Michael Kaiser has run the Kennedy Center, the Royal Opera House and The American Ballet Theatre. He knows arts management. His new book Curtains? The Future of the Arts in America paints a disturbing picture.

Kaiser recounts the flourishing of the arts in the period between 1950 and 2000 made possible by the burst of national pride and economic development after World War II. He then shows how and why arts organizations have hit a major speedbump in the 21st Century. Many prominent arts organizations, such as the New York City Opera, simply went out of existence and others faced crippling strikes and programming cutbacks.

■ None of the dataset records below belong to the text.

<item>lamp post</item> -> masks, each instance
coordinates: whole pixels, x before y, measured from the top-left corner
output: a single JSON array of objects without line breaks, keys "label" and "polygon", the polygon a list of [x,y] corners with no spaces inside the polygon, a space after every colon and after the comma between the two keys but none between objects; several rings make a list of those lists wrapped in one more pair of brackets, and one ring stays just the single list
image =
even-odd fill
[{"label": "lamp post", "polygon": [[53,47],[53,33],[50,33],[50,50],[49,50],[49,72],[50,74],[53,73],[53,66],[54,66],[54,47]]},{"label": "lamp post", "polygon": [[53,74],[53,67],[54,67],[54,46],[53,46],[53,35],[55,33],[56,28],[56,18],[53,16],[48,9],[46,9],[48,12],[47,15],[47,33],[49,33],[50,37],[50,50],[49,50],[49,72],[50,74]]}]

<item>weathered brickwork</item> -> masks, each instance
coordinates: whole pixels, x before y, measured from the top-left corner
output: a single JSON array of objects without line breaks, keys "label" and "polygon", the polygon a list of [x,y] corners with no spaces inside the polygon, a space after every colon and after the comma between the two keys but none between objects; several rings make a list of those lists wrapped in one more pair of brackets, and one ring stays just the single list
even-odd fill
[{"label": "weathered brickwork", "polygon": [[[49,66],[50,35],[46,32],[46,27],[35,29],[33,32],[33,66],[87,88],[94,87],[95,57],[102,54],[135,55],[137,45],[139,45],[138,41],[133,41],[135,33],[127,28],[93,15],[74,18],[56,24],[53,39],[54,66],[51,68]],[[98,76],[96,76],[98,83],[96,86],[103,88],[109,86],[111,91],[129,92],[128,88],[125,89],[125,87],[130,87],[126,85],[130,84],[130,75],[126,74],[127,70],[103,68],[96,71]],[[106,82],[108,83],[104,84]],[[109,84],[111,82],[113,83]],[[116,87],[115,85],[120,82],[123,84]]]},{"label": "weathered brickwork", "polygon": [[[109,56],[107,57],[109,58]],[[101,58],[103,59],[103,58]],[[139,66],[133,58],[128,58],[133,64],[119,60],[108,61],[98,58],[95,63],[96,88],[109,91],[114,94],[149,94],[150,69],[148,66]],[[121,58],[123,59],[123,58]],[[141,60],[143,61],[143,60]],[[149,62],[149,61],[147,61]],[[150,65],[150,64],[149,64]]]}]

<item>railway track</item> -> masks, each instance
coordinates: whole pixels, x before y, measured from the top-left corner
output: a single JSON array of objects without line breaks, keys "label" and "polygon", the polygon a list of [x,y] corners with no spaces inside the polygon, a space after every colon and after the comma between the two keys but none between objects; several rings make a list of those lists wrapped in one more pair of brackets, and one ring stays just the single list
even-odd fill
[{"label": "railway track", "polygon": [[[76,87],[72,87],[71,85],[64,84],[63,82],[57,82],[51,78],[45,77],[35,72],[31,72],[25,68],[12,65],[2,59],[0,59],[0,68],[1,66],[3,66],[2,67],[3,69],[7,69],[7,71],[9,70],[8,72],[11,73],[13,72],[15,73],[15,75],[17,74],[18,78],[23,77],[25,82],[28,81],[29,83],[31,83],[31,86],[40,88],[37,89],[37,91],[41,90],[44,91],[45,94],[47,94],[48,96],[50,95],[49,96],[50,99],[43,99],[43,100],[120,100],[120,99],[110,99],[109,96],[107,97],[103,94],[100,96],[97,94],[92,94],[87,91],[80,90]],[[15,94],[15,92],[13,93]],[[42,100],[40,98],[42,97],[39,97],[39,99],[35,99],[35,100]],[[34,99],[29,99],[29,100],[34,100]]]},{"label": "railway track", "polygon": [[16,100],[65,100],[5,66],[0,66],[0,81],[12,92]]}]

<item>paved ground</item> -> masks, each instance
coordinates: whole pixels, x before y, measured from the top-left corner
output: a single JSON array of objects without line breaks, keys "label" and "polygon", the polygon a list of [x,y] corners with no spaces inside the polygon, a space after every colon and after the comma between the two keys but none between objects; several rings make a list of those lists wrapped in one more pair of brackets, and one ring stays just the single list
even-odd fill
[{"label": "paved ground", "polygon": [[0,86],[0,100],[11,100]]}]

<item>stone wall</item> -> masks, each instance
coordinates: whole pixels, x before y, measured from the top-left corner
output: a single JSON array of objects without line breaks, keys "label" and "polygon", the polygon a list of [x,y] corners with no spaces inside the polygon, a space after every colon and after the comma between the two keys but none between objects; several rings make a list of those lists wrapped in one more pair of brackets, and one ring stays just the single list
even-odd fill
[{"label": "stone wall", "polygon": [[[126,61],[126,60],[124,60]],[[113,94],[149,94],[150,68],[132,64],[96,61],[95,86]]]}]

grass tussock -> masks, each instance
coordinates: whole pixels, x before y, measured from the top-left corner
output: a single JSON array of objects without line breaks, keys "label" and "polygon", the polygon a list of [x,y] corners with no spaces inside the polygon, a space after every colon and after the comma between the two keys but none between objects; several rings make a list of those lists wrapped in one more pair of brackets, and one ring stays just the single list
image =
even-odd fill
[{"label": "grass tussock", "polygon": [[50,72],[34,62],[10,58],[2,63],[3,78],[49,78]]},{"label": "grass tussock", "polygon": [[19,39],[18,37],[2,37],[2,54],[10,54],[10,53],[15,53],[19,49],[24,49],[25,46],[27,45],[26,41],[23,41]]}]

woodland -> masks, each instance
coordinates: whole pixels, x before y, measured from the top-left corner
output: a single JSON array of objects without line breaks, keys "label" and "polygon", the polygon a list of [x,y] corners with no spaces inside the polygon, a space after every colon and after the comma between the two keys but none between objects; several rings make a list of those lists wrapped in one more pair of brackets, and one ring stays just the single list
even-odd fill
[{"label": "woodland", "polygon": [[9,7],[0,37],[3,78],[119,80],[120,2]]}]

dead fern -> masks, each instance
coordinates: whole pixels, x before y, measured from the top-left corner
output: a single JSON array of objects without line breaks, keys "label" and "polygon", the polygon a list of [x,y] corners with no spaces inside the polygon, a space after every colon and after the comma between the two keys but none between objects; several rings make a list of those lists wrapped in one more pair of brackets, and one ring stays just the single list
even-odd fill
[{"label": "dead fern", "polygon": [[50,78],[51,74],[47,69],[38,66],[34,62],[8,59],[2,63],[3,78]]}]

Kaiser blames the decline on several factors. Arts patrons are abandoning the subscription model, in which subscriptions to an entire season are purchased in advance. The subscription model offers convenience to the patron and improved cash flow to the organization. Now arts organizations are forced to spend more to market each performance but face resistance to ticket price increases.

Kaiser also blames recent economic instability and the rise of competing entertainment choice like streaming movies on the internet. But his special culprit for the decline of arts organizations is the aging of the arts consumer coupled with a lack of arts funding for the schools. He notes that as a nation we are failing to produce replacement generations of fine arts lovers.

Curtains? ends with Kaiser’s prescription for the survival of the arts. He recommends that arts groups build a family of supporters, not just ticket purchasers. He notes the success of minor league baseball in doing just this. He also recommends that arts organizations imagine exciting programming and then find the funding for it, rather than programming down to the decreasing budget, which does not satisfy or excite arts patrons.